Sunday, March 20, 2011

Ambient Awareness -- The New Social Capital

The readings for this post, combined with a trip back to my childhood home, gave the opportunity for considering this topic from several perspectives. Now I’ll warn you – and apologize – right up front. This is more of a personal story, not because my life is particularly interesting, but because it illustrates a broader continuum of the topic than is discussed in the readings.


We grew up in a tight-knit farming community where church was the center of the known world. If the church doors were open and the lights on, our family was there – all 11 of us! That was life in this farming community. From my recollection, we either visited another family or had another family over to our home for dinner (the noontime meal) every Sunday after church. Several times a year, all the churches in a larger area would get together for special events. We had our own self-contained cultural system. While many of us had some connections outside of this system, they were most likely relatives who lived in similar cultural constructs.


I was five years old when we got our first telephone, a party-line system that included seven other families – some of whom were not members of our church. For the first time, we could find out what was happening in the neighborhood – not just the church community – on a daily basis rather than relying on the weekly update at church.


We got our first television when I was in the sixth grade, and suddenly a window into a world beyond our agrarian culture was opened. It was very unsettling to the older generation, but a welcomed relief to the younger generation.


As awareness grew of issues outside of our immediate community, opinions that had never needed to find expression began to find voice. Conflicts and stresses grew where ideas had never been discussed before. Should we be patriotic and support the Vietnam War or honor our faith history of pacifism and resist? Should we build our own schools to protect the kids from the outside influences or accept change. What should the church’s position be on Rock and Roll, television shows, movies? The privacy of our culture had been compromised.

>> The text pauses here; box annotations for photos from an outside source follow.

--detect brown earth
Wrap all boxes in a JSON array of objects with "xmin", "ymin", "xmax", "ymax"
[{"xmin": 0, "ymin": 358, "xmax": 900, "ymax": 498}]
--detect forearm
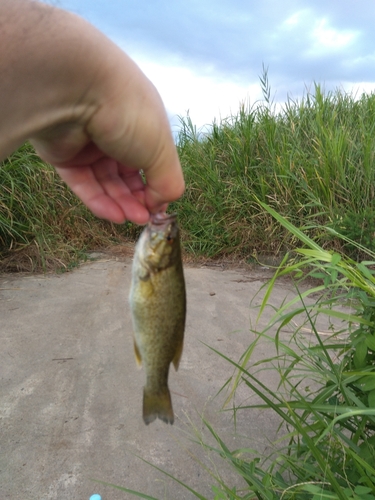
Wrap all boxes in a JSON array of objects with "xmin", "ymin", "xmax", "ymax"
[{"xmin": 0, "ymin": 0, "xmax": 184, "ymax": 223}]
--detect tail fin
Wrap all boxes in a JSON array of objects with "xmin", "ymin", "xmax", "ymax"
[{"xmin": 143, "ymin": 387, "xmax": 174, "ymax": 425}]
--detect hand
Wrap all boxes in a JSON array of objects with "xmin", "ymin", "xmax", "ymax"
[{"xmin": 0, "ymin": 0, "xmax": 184, "ymax": 224}]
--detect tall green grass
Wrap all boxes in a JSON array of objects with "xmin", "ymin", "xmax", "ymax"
[
  {"xmin": 100, "ymin": 211, "xmax": 375, "ymax": 500},
  {"xmin": 0, "ymin": 71, "xmax": 375, "ymax": 267},
  {"xmin": 176, "ymin": 76, "xmax": 375, "ymax": 257}
]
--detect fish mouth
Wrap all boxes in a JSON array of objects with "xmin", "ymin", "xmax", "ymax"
[{"xmin": 150, "ymin": 212, "xmax": 177, "ymax": 226}]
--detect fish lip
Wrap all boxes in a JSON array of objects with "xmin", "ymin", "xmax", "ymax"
[{"xmin": 150, "ymin": 212, "xmax": 177, "ymax": 226}]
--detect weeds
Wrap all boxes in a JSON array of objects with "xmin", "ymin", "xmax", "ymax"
[
  {"xmin": 175, "ymin": 70, "xmax": 375, "ymax": 259},
  {"xmin": 100, "ymin": 213, "xmax": 375, "ymax": 500}
]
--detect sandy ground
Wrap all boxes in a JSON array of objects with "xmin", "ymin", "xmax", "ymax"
[{"xmin": 0, "ymin": 258, "xmax": 340, "ymax": 500}]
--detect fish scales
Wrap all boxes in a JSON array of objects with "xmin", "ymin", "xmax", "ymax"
[{"xmin": 129, "ymin": 214, "xmax": 186, "ymax": 424}]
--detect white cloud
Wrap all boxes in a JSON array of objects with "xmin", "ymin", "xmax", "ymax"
[
  {"xmin": 122, "ymin": 49, "xmax": 261, "ymax": 128},
  {"xmin": 312, "ymin": 19, "xmax": 357, "ymax": 53}
]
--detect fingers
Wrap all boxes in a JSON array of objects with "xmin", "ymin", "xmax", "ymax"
[
  {"xmin": 87, "ymin": 52, "xmax": 185, "ymax": 212},
  {"xmin": 56, "ymin": 158, "xmax": 149, "ymax": 224}
]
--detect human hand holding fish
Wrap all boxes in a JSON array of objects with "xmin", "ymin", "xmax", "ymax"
[{"xmin": 0, "ymin": 0, "xmax": 184, "ymax": 224}]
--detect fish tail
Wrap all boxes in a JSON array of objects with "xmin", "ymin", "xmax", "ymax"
[{"xmin": 143, "ymin": 386, "xmax": 174, "ymax": 425}]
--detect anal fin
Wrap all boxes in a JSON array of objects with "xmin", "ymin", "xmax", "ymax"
[
  {"xmin": 134, "ymin": 340, "xmax": 142, "ymax": 366},
  {"xmin": 172, "ymin": 339, "xmax": 184, "ymax": 371}
]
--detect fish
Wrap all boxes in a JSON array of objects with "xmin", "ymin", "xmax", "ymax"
[{"xmin": 129, "ymin": 213, "xmax": 186, "ymax": 425}]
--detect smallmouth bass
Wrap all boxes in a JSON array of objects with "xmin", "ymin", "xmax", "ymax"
[{"xmin": 129, "ymin": 214, "xmax": 186, "ymax": 425}]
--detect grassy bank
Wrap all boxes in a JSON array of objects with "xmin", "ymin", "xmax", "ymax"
[
  {"xmin": 176, "ymin": 75, "xmax": 375, "ymax": 257},
  {"xmin": 0, "ymin": 73, "xmax": 375, "ymax": 268}
]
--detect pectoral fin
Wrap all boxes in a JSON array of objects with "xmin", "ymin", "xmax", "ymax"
[
  {"xmin": 172, "ymin": 339, "xmax": 184, "ymax": 371},
  {"xmin": 134, "ymin": 340, "xmax": 142, "ymax": 367}
]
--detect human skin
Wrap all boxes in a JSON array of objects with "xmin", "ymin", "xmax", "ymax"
[{"xmin": 0, "ymin": 0, "xmax": 184, "ymax": 224}]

The traditional Sunday dinners became less frequent. I recall that because of the phone, there was less need to get together in person, so with the extra time, we began to become interested in new things, like NFL Sunday afternoon football.
As the party-line gave way to a private telephone lines with long distance capability, the social fabric became thinner, but more extensive. We could find out that Grandpa had broken a hip the day it happened rather than waiting two weeks for a letter to arrive.


As the ability to stay in touch became less of a barrier, the need for face to face interaction became less necessary. Now Sunday dinners tended to include family rather than cycling through the families who attended our church. Face time was reserved for the closest circle of friends.


Technology was changing the amount of time we had to invest in relationships in order to maintain them. If you were to go back and apply the Dunbar number, it wasn’t much different back then. We had very close ties with a small knot of people. Our social network included maybe 8 – 10 families, and the larger network could include 100 – 150 people. Even then, the shift was happening. We were replacing a face-to-face relationship with people with an ambient awareness of the people in the community. We still knew what was going on, we just collected the information in a different way.


Traveling back home last weekend made me aware that I still carry an ambient awareness of most of those people all these years later. I could still stop by for a visit or pick up the phone and call any one of them and carry on an enjoyable conversation. Yet, I choose to connect sporadically with many of them through Facebook or email – basically on a “need to know” basis.


Last summer, several individuals updated me on what was probably the largest auction of John Deere tractors in the world. My Uncle Louie’s estate was selling off hundreds of tractors from his collection. It was promoted nationally via a website set up for just that auction. People passed the word on Facebook and arranged meetings through email. It even hit Twitter among a few brave souls. The internet and social media were playing a significant role in the sale of assets of a man who had never touched the power button on a computer in his lifetime.


The threads of the local community were suddenly woven into the fabric of a much larger “community” of people interested in John Deere tractors. People who didn’t know each other or even know they had a common interest were getting together and creating a new collective commons around Uncle Louie’s tractor collection.


Even as the availability of new technologies seemed to diminish the value we placed on community, that value was being bolstered through new methodologies. The telephone made it less important to get together each week. The television provided information directly that previously came through a weekly newspaper or letter. The connections were still there, just being maintained in a different way.


Similarly, today’s cultures are not so much replacing or failing to establish relationships, but rather are relying on “commons” other than location to establish communities. People who have been or choose to be isolated in real life can seek relationship in virtual environments. Friends who can no longer walk next door for coffee can maintain the relationship despite job relocation or divorce. The transience of our people and fluid nature of our culture has found a new stickiness that is reshaping the concept of community. The physical community is no longer required as a basic building block in the structure of culture. Common interest has become the new thread through the fabric of our many cultures.